By Festus Adedayo
Is there any causal link between human body parts and wealth? Without any prejudice to the outcome of police investigation, this discourse was again provoked last week when the body of Timothy Adegoke Oludare, an MBA student of the Obafemi Awolowo University, (OAU) was found buried in a shallow grave in Ile-Ife, Osun State. Oludare had lodged in a hotel in the university town and suspicions are rife that he had been a victim of the thriving market of human rituals among a Yoruba people for whom the indigenous epistemology of prosperity through human body parts rituals has become a centuries-old pastime.
I first came in contact with this epistemological body of knowledge in my pre-teen years. This was in the 1970s Nigeria. Parents sternly warned their wards to religiously avoid being alone in desolate places. It was the period when that caustic-mouthed Yoruba Apala songster, Late Fatai Olowonyo, released the vinyl that bore that iconic track entitled Laye Gbomogbomo (In this world of kidnappers). Padding the song up with his rhythmic acoustic guitar sound that literally sent dancers into gymnastic fits, Olowonyo had warned, especially the young ones, to avoid lone-walking as kidnappers luxuriated in lonely places. When they grabbed their victims, he warned, such victims honked like mouse in a trap. “Iwo nikan ma se da rin mo, bi won ba ki o mole labe agbado, wa si ma dun fin bi omo eku…” he sang.

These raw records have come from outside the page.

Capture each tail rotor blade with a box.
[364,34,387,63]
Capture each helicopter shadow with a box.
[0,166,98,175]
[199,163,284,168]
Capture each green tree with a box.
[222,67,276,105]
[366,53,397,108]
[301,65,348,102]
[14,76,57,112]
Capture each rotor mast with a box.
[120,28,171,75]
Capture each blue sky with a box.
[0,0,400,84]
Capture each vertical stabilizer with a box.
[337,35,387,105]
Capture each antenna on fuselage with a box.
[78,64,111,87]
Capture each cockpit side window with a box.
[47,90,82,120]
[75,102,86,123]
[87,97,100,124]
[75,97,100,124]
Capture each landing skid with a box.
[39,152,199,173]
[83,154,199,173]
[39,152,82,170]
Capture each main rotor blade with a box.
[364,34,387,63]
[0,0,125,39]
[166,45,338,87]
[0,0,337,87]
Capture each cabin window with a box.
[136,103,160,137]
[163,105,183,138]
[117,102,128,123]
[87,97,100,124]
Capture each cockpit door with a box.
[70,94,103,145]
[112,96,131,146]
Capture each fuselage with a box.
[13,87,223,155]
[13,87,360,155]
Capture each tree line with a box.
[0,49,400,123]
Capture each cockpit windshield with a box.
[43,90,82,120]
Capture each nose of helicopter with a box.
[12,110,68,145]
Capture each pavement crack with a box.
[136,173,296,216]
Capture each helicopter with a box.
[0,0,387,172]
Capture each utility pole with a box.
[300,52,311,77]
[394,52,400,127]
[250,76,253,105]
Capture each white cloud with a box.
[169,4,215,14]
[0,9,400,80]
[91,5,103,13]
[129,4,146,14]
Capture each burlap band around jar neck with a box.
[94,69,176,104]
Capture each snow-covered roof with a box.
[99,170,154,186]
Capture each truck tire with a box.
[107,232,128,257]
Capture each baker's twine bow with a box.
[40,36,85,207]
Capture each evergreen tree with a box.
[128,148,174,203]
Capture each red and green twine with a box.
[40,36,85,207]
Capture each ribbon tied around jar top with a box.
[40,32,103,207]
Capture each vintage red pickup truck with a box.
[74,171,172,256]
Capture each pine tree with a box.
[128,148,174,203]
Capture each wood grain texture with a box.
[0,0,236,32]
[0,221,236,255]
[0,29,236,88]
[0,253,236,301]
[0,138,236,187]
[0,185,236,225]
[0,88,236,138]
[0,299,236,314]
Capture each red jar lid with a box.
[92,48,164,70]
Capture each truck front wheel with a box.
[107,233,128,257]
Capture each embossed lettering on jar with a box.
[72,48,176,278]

I lived with my parents in a town called Ikirun, also in today’s Osun State. There was this highly dreaded spiritualist called Baba Aladokun who specialized in the spiritual healing of mentally-challenged patients. His house, which I frequented every Saturday with my father, was usually filled to the brim with all manner of patients, many sent to his herbal sanatorium from several lands away. When his patients were in the twilight of receiving their healing, he loaned them to farmers like my father to work on their farms for fees. The farmers in turn gave him reports of the perceived level of the patients’ sanity. Dark, pot-bellied, Baba Aladokun sat cupped up in a corner of his herbal hospice, welcoming oncoming people afar off by saying, “e wee”, a style of greetings which a pre-teen boy like me smothered the urge to laugh at.
A few years after, Baba Aladokun was embroiled in a criminal allegation of human body parts ritual. The Police Criminal Investigation Department (CID) had received report that the herbalist had veered into human body parts rituals. A police detective who pretended to be mentally deranged was promptly seconded to his sanatorium. In the course of simulating mental derangement, she had reportedly witnessed the herbalist pounding bodies of a newly born baby in a mortar which was then garnished with black soap and other accoutrements. Baba Aladokun was subsequently arrested, remanded in the Ilesa prisons and later released for want of evidence. Not long after, one of the old herbalist’s mentally ill patients was said to have beheaded him right inside his sanatorium.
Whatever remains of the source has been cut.